Regarding my statement "I don't know of any compounds that have such a broad spectrum of activity against pathogens in vivo," I guess I should have gone into detail to explain my thinking. I was specifically talking about the subset of molecules that are safe to administer to humans. I'm not saying that a single compound cannot be a disinfectant. The existance of lysol proves that point. Same with ethylene oxide, formaldehyde, and a whole range of other chemicals.. If a chemical can denature lipids and proteins strongly enough, or disrupt lipids or membrane, then it will be a disinfectant. But none of those compounds are safe to take, and none of them have chemical properties like 2-oxo-PCM and ketamine.

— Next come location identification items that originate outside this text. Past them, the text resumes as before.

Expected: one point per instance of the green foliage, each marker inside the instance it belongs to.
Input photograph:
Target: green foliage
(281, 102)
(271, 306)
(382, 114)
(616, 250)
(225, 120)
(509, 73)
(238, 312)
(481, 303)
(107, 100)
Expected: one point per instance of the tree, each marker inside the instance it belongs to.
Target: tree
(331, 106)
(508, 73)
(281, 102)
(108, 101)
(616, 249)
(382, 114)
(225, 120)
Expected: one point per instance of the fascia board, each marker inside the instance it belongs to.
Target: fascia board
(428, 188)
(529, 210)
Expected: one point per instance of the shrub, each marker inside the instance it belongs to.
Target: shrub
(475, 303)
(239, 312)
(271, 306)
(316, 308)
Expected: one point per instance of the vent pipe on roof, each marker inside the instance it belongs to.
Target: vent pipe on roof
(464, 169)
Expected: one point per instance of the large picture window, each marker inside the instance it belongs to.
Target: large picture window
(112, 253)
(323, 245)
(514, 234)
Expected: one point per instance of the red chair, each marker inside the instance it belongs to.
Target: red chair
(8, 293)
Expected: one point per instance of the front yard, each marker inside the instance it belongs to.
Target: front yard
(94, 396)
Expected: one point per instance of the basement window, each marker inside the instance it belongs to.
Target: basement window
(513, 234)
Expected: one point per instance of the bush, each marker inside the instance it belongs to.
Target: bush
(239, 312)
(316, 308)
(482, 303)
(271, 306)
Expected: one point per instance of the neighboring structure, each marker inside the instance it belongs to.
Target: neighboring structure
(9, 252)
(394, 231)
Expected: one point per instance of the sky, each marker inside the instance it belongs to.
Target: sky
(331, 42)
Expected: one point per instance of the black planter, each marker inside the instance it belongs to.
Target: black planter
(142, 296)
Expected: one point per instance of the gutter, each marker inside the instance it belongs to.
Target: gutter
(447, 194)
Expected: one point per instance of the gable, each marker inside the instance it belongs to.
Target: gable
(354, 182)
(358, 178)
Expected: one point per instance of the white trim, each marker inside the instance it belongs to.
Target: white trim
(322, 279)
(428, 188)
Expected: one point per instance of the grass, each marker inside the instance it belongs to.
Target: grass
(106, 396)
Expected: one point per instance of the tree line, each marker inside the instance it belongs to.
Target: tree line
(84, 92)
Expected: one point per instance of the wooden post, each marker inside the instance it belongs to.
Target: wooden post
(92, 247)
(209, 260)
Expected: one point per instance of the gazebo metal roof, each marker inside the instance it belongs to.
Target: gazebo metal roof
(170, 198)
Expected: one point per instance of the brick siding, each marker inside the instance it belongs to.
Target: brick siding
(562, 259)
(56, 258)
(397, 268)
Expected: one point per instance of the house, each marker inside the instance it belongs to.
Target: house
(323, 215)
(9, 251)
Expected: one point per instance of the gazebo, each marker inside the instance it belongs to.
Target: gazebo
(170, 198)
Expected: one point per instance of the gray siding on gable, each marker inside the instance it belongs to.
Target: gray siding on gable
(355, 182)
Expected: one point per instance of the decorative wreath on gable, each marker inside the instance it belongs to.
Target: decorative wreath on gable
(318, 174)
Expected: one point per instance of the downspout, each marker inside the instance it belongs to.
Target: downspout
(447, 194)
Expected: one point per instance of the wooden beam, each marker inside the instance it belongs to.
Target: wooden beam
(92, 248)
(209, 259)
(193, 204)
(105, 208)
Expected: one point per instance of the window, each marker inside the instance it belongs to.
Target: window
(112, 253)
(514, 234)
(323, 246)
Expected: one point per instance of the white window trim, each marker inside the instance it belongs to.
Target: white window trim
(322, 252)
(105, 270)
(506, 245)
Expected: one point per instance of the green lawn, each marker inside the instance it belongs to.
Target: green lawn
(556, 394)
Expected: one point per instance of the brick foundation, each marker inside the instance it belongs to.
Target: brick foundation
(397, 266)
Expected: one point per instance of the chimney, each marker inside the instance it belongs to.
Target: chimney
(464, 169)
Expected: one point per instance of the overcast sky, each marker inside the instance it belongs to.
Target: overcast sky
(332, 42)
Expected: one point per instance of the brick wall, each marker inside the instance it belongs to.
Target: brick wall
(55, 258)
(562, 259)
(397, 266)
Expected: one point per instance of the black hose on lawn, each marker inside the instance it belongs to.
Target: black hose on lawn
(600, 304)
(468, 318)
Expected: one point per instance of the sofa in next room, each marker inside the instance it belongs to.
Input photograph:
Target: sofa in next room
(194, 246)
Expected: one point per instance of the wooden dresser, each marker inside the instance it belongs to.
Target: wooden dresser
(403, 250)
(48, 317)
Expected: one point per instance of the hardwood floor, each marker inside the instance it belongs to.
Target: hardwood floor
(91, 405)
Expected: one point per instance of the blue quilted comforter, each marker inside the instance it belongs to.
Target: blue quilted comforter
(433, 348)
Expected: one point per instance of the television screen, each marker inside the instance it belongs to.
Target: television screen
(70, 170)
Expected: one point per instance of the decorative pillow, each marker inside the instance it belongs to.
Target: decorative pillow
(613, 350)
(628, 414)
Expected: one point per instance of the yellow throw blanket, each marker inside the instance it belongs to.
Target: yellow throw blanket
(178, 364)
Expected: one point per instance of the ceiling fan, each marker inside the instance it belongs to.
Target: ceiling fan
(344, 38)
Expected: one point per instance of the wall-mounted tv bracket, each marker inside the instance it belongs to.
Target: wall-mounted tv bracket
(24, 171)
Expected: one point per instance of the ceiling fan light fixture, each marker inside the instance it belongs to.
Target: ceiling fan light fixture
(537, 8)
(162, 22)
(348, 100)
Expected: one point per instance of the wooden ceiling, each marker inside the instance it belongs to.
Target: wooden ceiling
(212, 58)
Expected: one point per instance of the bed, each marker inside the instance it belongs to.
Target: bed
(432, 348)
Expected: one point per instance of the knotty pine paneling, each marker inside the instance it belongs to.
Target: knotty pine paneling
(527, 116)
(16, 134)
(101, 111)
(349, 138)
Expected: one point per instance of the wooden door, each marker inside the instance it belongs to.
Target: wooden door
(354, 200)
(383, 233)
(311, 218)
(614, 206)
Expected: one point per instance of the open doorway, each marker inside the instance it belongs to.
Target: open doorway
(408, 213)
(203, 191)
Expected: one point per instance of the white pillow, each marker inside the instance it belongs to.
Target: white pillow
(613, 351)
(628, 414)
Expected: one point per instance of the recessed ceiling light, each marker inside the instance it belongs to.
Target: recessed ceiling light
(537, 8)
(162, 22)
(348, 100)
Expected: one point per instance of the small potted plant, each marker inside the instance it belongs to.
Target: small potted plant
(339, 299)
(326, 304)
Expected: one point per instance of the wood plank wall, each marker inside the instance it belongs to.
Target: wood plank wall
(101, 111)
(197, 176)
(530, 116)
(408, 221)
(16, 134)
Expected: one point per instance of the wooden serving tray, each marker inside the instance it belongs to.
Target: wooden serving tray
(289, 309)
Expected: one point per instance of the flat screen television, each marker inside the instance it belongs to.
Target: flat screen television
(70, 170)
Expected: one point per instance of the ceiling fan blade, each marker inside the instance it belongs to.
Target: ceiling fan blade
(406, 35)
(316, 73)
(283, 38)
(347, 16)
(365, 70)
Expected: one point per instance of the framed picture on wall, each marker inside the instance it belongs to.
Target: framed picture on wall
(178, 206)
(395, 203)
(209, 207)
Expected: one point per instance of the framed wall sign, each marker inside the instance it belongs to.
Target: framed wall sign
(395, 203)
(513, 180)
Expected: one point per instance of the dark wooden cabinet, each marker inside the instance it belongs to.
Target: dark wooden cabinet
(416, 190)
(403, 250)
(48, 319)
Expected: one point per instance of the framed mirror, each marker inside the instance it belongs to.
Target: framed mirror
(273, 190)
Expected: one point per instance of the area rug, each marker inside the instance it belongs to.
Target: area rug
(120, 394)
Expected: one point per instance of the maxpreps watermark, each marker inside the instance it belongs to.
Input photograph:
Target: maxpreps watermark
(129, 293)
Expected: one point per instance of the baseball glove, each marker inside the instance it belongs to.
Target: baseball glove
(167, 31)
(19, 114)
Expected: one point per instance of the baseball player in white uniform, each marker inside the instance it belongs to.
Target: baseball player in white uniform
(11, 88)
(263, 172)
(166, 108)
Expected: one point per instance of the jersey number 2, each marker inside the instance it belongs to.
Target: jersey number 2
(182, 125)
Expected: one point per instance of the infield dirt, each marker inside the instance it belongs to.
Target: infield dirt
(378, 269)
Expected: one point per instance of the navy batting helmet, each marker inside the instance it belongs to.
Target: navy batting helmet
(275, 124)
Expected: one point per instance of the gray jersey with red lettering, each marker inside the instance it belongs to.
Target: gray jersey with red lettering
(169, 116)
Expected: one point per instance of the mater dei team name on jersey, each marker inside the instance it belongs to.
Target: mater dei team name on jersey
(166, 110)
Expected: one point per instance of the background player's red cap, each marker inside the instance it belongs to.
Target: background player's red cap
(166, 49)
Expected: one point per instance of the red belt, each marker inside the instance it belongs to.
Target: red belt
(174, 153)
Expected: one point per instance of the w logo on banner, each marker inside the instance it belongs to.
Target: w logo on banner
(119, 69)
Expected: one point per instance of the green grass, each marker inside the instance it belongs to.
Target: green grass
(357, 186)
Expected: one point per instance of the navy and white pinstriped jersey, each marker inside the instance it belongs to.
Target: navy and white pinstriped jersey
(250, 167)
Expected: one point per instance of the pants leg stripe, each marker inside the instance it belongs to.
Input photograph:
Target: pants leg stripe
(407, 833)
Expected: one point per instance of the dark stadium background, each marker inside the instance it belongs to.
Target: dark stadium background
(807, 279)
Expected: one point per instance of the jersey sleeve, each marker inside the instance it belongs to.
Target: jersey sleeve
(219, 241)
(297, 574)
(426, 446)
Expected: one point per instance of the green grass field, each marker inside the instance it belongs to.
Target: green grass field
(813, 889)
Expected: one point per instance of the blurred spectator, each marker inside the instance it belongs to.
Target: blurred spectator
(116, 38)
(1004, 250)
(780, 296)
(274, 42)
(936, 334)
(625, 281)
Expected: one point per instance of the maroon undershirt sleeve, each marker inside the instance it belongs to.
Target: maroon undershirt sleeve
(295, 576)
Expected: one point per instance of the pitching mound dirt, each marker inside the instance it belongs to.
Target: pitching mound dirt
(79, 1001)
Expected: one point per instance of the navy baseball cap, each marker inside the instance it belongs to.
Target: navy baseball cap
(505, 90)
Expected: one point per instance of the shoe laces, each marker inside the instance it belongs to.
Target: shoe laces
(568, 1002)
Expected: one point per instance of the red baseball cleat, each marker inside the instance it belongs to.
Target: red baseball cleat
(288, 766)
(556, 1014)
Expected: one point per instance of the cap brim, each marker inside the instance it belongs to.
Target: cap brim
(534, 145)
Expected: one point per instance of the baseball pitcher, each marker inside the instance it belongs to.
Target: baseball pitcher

But that issue is really a distraction. I brought it up because arylcyclohexylamines have been tested for tox and in humans in hundreds of trials, and several examples are routinely used in human and vet medicine. No one has ever noticed such broad-spectrum antimicrobial activity. It would be very suprising to find that a member of the class has such different activity. Not impossible of course. But everyone should be skeptical of such a report without air tight evidence. Yes, there was one paper showing that ketamine can inhibit the growth of some strains of bacteria, but that is a far cry from having action against virusus and other classes of pathogens.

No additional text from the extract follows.